I understand that pandas will do this and I understand the general way to go.

BUT I got stuck on the detail : I cannot just figure out how to run down (row,9) until (row,9) changes from, say, E456 to BV789.

Please point me to a good descriptive reference because I haven't, so far, been able to find one.


RE: CVS file to EXCEL - Larz60+ - Oct-23-2019

This looks like a good start, without the pomp: https://towardsdatascience.com/quick-dive-into-pandas-for-data-science-cc1c1a80d9c4


RE: CVS file to EXCEL - DavidTheGrockle - Oct-23-2019

I think i can manage things now I have read this. Thank you


RE: CVS file to EXCEL - ichabod801 - Oct-23-2019

I knew those CVS receipts were getting out of hand, but 700,000 rows? Wink


RE: CVS file to EXCEL - Larz60+ - Oct-23-2019

I still make that mistake from time to time.


RE: CVS file to EXCEL - ichabod801 - Oct-23-2019

To be honest, so do I.


RE: CVS file to EXCEL - scidam - Oct-24-2019

Do you want to group your data by values in a certain column and write the
content of each group to a file. If so, your code might be like this one:

import pandas as pd
data = pd.read_csv('your big file.csv')

for gr, d in data.groupby(data.iloc[:, 9]):
    d.to_csv('output_%s.csv' % gr)



RE: CVS file to EXCEL - DavidTheGrockle - Oct-24-2019

"for gr, d in data.groupby(data.iloc[:, 9]):" - Please can you recommend a tutorial about the instructions for use with pandas ?

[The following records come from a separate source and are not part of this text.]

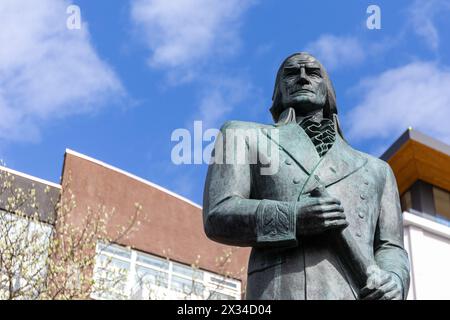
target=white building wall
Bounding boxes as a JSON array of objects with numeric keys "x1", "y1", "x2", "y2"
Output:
[{"x1": 403, "y1": 212, "x2": 450, "y2": 300}]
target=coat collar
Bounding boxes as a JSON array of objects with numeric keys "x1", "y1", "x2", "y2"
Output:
[{"x1": 266, "y1": 122, "x2": 367, "y2": 193}]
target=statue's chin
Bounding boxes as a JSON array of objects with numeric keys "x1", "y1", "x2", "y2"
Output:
[{"x1": 291, "y1": 101, "x2": 324, "y2": 116}]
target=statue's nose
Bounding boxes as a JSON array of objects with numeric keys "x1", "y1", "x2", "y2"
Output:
[{"x1": 299, "y1": 67, "x2": 309, "y2": 85}]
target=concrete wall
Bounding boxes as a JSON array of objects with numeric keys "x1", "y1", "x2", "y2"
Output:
[
  {"x1": 403, "y1": 212, "x2": 450, "y2": 300},
  {"x1": 62, "y1": 150, "x2": 250, "y2": 288}
]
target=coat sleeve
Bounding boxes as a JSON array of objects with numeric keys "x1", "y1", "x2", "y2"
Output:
[
  {"x1": 374, "y1": 164, "x2": 410, "y2": 299},
  {"x1": 203, "y1": 122, "x2": 297, "y2": 247}
]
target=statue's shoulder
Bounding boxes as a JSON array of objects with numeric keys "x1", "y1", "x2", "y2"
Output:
[{"x1": 220, "y1": 120, "x2": 273, "y2": 132}]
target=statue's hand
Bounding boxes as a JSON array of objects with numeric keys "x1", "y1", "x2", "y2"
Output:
[
  {"x1": 297, "y1": 194, "x2": 348, "y2": 235},
  {"x1": 360, "y1": 267, "x2": 403, "y2": 300}
]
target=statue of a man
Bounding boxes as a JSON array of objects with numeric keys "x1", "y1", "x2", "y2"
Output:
[{"x1": 203, "y1": 53, "x2": 409, "y2": 300}]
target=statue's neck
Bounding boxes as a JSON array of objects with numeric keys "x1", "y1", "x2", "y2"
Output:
[{"x1": 295, "y1": 110, "x2": 323, "y2": 123}]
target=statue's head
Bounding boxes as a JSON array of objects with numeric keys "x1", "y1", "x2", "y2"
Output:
[{"x1": 270, "y1": 52, "x2": 337, "y2": 122}]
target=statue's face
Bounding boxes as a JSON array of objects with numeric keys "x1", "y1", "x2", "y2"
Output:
[{"x1": 278, "y1": 54, "x2": 327, "y2": 115}]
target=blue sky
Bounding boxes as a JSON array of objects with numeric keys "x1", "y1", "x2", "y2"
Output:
[{"x1": 0, "y1": 0, "x2": 450, "y2": 204}]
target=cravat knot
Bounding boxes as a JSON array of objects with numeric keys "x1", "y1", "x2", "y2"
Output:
[{"x1": 300, "y1": 116, "x2": 336, "y2": 157}]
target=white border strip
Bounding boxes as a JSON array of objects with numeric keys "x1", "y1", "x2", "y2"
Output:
[
  {"x1": 66, "y1": 149, "x2": 202, "y2": 209},
  {"x1": 403, "y1": 211, "x2": 450, "y2": 239},
  {"x1": 0, "y1": 166, "x2": 61, "y2": 189}
]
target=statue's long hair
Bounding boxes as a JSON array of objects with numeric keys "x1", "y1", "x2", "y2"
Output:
[{"x1": 270, "y1": 52, "x2": 343, "y2": 137}]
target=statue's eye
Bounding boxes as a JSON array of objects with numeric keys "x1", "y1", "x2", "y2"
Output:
[{"x1": 309, "y1": 69, "x2": 322, "y2": 78}]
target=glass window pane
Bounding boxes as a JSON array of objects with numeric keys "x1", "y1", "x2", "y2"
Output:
[
  {"x1": 136, "y1": 266, "x2": 169, "y2": 288},
  {"x1": 170, "y1": 275, "x2": 205, "y2": 297},
  {"x1": 137, "y1": 252, "x2": 169, "y2": 270},
  {"x1": 172, "y1": 262, "x2": 203, "y2": 280},
  {"x1": 211, "y1": 277, "x2": 237, "y2": 289},
  {"x1": 208, "y1": 291, "x2": 236, "y2": 300},
  {"x1": 98, "y1": 244, "x2": 131, "y2": 259}
]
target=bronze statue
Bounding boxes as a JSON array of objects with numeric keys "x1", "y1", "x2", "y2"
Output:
[{"x1": 203, "y1": 53, "x2": 409, "y2": 300}]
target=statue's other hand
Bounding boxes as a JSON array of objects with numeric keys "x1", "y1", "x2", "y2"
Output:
[
  {"x1": 360, "y1": 268, "x2": 403, "y2": 300},
  {"x1": 296, "y1": 195, "x2": 348, "y2": 235}
]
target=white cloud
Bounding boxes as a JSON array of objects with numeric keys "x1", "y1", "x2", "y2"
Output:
[
  {"x1": 0, "y1": 0, "x2": 124, "y2": 140},
  {"x1": 132, "y1": 0, "x2": 254, "y2": 73},
  {"x1": 305, "y1": 34, "x2": 366, "y2": 70},
  {"x1": 195, "y1": 77, "x2": 257, "y2": 129},
  {"x1": 408, "y1": 0, "x2": 450, "y2": 50},
  {"x1": 343, "y1": 62, "x2": 450, "y2": 144}
]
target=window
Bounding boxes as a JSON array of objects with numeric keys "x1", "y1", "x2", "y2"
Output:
[
  {"x1": 433, "y1": 187, "x2": 450, "y2": 219},
  {"x1": 92, "y1": 243, "x2": 241, "y2": 300}
]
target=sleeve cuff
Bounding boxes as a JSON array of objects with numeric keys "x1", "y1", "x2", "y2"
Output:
[{"x1": 256, "y1": 200, "x2": 297, "y2": 247}]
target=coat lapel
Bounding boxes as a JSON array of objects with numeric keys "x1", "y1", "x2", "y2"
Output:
[
  {"x1": 266, "y1": 122, "x2": 320, "y2": 175},
  {"x1": 303, "y1": 135, "x2": 367, "y2": 194}
]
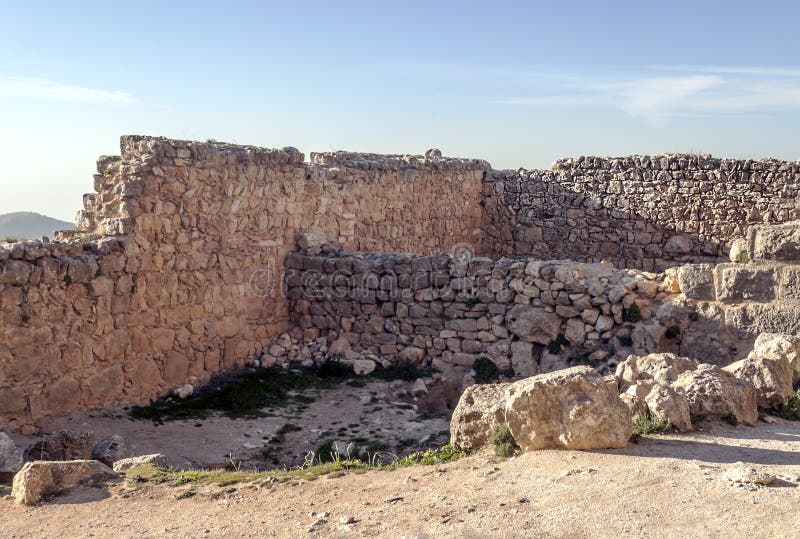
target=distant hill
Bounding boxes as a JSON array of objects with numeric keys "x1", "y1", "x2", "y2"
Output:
[{"x1": 0, "y1": 211, "x2": 75, "y2": 240}]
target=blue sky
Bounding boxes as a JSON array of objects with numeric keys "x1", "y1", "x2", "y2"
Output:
[{"x1": 0, "y1": 0, "x2": 800, "y2": 220}]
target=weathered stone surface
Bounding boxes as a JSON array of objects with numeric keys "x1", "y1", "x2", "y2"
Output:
[
  {"x1": 672, "y1": 363, "x2": 758, "y2": 425},
  {"x1": 113, "y1": 453, "x2": 169, "y2": 472},
  {"x1": 24, "y1": 430, "x2": 94, "y2": 462},
  {"x1": 506, "y1": 305, "x2": 561, "y2": 344},
  {"x1": 0, "y1": 432, "x2": 22, "y2": 483},
  {"x1": 450, "y1": 384, "x2": 510, "y2": 450},
  {"x1": 296, "y1": 232, "x2": 328, "y2": 255},
  {"x1": 725, "y1": 302, "x2": 800, "y2": 340},
  {"x1": 615, "y1": 353, "x2": 697, "y2": 391},
  {"x1": 747, "y1": 221, "x2": 800, "y2": 262},
  {"x1": 92, "y1": 434, "x2": 131, "y2": 466},
  {"x1": 716, "y1": 264, "x2": 776, "y2": 303},
  {"x1": 722, "y1": 354, "x2": 794, "y2": 408},
  {"x1": 644, "y1": 383, "x2": 692, "y2": 431},
  {"x1": 11, "y1": 460, "x2": 116, "y2": 505},
  {"x1": 678, "y1": 264, "x2": 715, "y2": 301},
  {"x1": 505, "y1": 367, "x2": 632, "y2": 451},
  {"x1": 399, "y1": 346, "x2": 425, "y2": 365},
  {"x1": 353, "y1": 359, "x2": 376, "y2": 375},
  {"x1": 751, "y1": 333, "x2": 800, "y2": 383},
  {"x1": 728, "y1": 238, "x2": 750, "y2": 264}
]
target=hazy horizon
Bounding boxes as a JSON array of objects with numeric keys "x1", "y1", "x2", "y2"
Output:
[{"x1": 0, "y1": 1, "x2": 800, "y2": 221}]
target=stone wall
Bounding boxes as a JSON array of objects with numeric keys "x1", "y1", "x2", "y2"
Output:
[
  {"x1": 482, "y1": 155, "x2": 800, "y2": 271},
  {"x1": 0, "y1": 136, "x2": 800, "y2": 430},
  {"x1": 282, "y1": 243, "x2": 670, "y2": 376},
  {"x1": 0, "y1": 137, "x2": 488, "y2": 430}
]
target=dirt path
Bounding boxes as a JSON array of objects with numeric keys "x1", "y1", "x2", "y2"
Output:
[{"x1": 0, "y1": 421, "x2": 800, "y2": 538}]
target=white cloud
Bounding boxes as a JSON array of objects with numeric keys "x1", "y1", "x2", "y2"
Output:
[
  {"x1": 497, "y1": 66, "x2": 800, "y2": 123},
  {"x1": 612, "y1": 75, "x2": 723, "y2": 120},
  {"x1": 0, "y1": 77, "x2": 136, "y2": 103}
]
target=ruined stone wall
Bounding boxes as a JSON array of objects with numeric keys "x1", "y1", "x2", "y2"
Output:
[
  {"x1": 482, "y1": 155, "x2": 800, "y2": 271},
  {"x1": 0, "y1": 137, "x2": 488, "y2": 430},
  {"x1": 284, "y1": 246, "x2": 670, "y2": 376}
]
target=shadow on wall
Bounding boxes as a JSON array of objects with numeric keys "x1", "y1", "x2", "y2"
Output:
[{"x1": 483, "y1": 156, "x2": 800, "y2": 271}]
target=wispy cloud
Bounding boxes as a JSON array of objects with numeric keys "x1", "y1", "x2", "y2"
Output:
[
  {"x1": 0, "y1": 76, "x2": 136, "y2": 103},
  {"x1": 497, "y1": 66, "x2": 800, "y2": 123}
]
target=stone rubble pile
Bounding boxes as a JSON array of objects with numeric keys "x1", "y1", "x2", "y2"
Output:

707,000 data rows. FYI these were the GPS locations of flights by a bird called the Manx Shearwater and gathered over a number of years by a group of people researching how the birds navigated. 700+ flight paths, GPS readings every five minutes. (!!)


RE: CVS file to EXCEL - scidam - Oct-24-2019

(Oct-24-2019, 10:59 AM)DavidTheGrockle Wrote: "for gr, d in data.groupby(data.iloc[:, 9]):" - Please can you recommend a tutorial about the instructions for use with pandas ?
Official documentation will be enough, I think. Pandas can read your data by chunks (however, I've never used groupby with chunked data). Let you have 1kb of data per row (it seems to be a reasonable assumption), so you have 700MB file. It should not be a problem to process this file at once if your computer have at least 8GB of memory.


RE: CVS file to EXCEL - DavidTheGrockle - Oct-27-2019

I cannot get my CVS data into a variable what I have is
import pandas as pd
print("Hello, World!")
# Read the data into a variable pacto
url = "F:\Carrier Bag F\NAV Padget\Padget.csv"
pacto = pd.read_csv(url)
It seems to be unable to find the file.